Originario de China bajo el nombre de Chan Kong Sang, podemos encontrara Jackie Chan como el más multifacético actor de tierras asiáticas, habiendo durante toda su carrera realizado acciones que van desde el ser doble de acción hasta director, guionista y productor, pasando también por cantante y acróbata profesional. Además de esto también vale indicar a su carisma como otro de sus rasgos peculiares, habiendo sido esta la que ayudo a que muchas de sus películas sean la perfecta combinación entre impactantes escenas de acción y secuencias cómicas nada forzadas, algo en lo que han llegado a fallar otros actores que incursionan en el género de acción.

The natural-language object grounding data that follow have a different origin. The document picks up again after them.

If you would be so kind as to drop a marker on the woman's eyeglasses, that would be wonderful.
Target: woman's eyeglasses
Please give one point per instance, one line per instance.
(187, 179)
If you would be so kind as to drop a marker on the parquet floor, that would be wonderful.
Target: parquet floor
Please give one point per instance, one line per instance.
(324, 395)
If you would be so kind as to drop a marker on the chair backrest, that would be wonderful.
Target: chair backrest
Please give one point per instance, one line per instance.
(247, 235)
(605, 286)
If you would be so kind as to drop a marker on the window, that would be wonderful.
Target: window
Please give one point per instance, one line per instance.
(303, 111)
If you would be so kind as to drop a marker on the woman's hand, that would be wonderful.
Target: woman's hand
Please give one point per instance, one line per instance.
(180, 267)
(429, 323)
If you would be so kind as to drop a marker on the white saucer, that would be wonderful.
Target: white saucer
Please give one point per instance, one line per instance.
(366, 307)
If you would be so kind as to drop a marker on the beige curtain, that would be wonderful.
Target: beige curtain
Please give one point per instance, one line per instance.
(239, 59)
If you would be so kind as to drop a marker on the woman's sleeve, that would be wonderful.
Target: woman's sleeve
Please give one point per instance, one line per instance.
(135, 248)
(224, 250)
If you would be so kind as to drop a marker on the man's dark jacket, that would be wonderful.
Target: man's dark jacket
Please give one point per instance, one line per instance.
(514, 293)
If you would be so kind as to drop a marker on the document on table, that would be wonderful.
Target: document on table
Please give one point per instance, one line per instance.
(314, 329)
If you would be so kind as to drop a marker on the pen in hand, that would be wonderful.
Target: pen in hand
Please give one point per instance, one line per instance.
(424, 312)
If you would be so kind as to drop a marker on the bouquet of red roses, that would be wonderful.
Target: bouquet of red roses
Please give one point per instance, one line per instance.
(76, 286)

A partir de la década de los 90, Chan encontraría toda la aceptación que en un inicio no llegó a tener en tierras norteamericanas, de este período se puede destacar cintas como Shangai Kid, Rumble in the Bronx, Who Am I?, y Rush Hour, teniendo algunas de estas exitosas secuelas que le ayudarían a entrar como un actor de acción prestigioso al nuevo siglo. A lo largo de su carrera Jackie Chan no ha conseguido nada gratis, el rigor físico le ha dado múltiples huesos rotos que van desde cada uno de sus dedos hasta el cráneo y la mandíbula.